No problem! Maybe I'll do some over the weekend or something, if I do I'll report back here :)
Hey folks, I'm the author of randumb and can speak a little to this topic. @natebird may have read that 'scales better' on one of the earlier versions of my README. I initially wrote randumb using the 2 query method (select ids, shuffle in ruby, then select records), I tested a number of scenarios with my data set and declared it to be faster and wrote that on my gem's description.
However, eventually someone pointed out to me that you have to load every ID into memory in order to do this, which could potentially crash your app if your dataset is large enough, which is way worse than a slow query in my opinion.
I decided to revisit my approach. I had barely looked at 'order by RAND()' initially since every blog post ever seemed to suggest avoiding it, so I did some benchmarking comparing the two methods. I wish I still had the hard numbers on hand to share, but in a nutshell: it depends.

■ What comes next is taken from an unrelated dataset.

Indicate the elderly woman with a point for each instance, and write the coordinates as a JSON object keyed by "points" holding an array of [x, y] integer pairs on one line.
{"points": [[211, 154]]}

Sometimes order by RAND() was faster and sometimes the id select method was faster, it totally depended on the size of data set, if you were scoping down the query with where clauses or not, the DB you were using, etc. I opted to default to 'order by RAND()' to error on the side of not crashing your app server, and I left the shuffle method as another option you can still use if you want to, and wrote this for people using the gem to read: https://github.com/spilliton/randumb#a-note-on-performance
One thing I know for sure about this problem is that selecting random records will never be as fast as selecting records via an indexed column. If the random selection method you are using is too slow for a page you are rendering, then you should likely explore something like selecting those at another time and caching them. On my site (http://www.comparevinyl.com/) I cache about 20 different versions of each HTML partial where I render random data, this way I only incurr the hit 20 times and it still gives the illusion or randomness to the casual user.
Hope this helps...
@mattpolito I threw together some benchmarking code yesterday to compare the two methods using my Gem on sqlite3 and postgres. I was in a hurry so I didn't do any examples with where() clauses, they are all getting 1, 10, 50, 100, 250 random records from tables sized starting with 10,000,000 down to 10,000 (I'm starting large so I can just delete down to the size I need from the initial population).
Feel free to let me know if you see any issues with my benchmarking method, or to modify it at all with new tests or try a new DB :)
Test Code (on benchmarking branch on randumb): https://github.com/spilliton/randumb/blob/benchmarking/test/benchmark_test.rb
Output:
https://gist.github.com/spilliton/5743965
In these tests, 'order by random()' always outperformed the 2 query shuffle method.